How a single software update is shutting down the internet
Add Axios as your preferred source to
see more of our stories on Google.
Illustration: Aïda Amer/Axios
A single defect in an overnight cybersecurity update has taken down key internet services around the globe.
Why it matters: Major U.S. airlines have grounded their flights. TV news station Sky News went off air for an hour. Australia's largest bank, Commonwealth Bank, said customers haven't been able to transfer their funds.
Threat level: CrowdStrike, a major cybersecurity company whose customers include some of the biggest companies in the world, said a faulty software update — not a malicious cyberattack or a nation-state attack — is behind the widespread outages.
- A spokesperson for the American Hospital Association tells Axios that some U.S. hospitals and health care systems have been affected. Federal officials are also scoping the potential impact on government agencies.
- Some experts estimate it could be days until all affected organizations are back up and running.

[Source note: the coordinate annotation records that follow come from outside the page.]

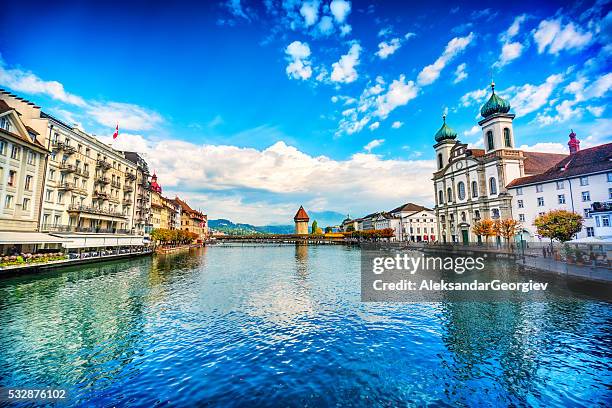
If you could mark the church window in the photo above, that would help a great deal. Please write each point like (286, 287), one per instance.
(507, 140)
(492, 186)
(461, 190)
(490, 143)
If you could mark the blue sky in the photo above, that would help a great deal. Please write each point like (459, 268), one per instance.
(251, 108)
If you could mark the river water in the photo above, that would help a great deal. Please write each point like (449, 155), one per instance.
(285, 326)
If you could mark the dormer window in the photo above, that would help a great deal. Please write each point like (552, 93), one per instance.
(490, 142)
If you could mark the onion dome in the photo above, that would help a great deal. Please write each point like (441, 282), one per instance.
(494, 105)
(445, 132)
(301, 215)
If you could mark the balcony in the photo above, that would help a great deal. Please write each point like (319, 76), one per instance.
(81, 172)
(102, 180)
(72, 228)
(65, 186)
(95, 210)
(130, 176)
(100, 195)
(103, 164)
(67, 168)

Zoom in: Overnight, CrowdStrike and Microsoft customers started reporting network outages commonly known as the "Blue Screen of Death."

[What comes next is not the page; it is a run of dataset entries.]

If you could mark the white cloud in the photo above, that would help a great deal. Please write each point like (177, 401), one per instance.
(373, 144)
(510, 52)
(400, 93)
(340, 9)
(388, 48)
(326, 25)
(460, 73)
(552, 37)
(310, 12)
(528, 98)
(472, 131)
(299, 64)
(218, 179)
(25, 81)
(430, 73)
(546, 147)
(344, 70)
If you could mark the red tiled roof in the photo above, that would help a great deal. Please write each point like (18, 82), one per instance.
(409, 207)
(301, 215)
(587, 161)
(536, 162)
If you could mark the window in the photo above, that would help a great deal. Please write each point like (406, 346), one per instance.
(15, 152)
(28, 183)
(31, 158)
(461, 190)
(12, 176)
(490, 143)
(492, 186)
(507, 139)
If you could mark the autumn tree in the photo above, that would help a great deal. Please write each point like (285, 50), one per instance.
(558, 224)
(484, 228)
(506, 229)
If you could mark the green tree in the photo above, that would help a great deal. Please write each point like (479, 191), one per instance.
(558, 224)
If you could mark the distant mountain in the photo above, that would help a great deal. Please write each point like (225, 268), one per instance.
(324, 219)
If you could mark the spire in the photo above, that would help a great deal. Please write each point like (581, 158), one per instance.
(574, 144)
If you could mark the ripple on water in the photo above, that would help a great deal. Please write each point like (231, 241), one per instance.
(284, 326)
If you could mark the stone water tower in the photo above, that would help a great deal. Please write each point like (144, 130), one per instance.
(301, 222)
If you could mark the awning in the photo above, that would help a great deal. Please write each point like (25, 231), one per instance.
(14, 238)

- The screen makes it impossible for anyone to access their computers, essentially locking themselves out of their systems until they can find another way to gain access.

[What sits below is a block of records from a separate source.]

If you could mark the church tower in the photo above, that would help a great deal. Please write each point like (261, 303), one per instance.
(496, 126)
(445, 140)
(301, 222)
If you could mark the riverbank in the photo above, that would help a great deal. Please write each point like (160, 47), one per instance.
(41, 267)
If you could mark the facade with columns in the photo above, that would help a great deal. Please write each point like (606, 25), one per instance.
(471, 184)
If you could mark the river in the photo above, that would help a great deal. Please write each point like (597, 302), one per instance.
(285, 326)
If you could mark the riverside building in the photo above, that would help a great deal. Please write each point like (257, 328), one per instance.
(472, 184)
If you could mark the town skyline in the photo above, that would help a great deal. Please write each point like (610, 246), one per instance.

- CrowdStrike CEO George Kurtz said earlier today that the blue screen is the result of a software bug found in an update for its endpoint security product. The issue is only affecting Windows systems.
- CrowdStrike has released guidance to resolve the issue — but many experts have flagged that in order to fix the issue, customers have to be able to access their systems, which is difficult if they're already facing the blue screen.
- "Because the endpoints have crashed — the Blue Screen of Death — they cannot be updated remotely and the problem must be solved manually, endpoint by endpoint," Omer Grossman, CIO at Israeli cyber company CyberArk, said in an emailed statement. "This is expected to be a process that will take days."
Between the lines: Endpoint detection and response products monitor what traffic is passing through a system to keep malicious files, viruses and malware at bay.
- CrowdStrike's endpoint tools rely heavily on the cloud to protect all internet-connected devices running on a corporate network.
- However, to do this, CrowdStrike's technology requires widespread access to a computer's operating system so it can scan for potentially malicious technology.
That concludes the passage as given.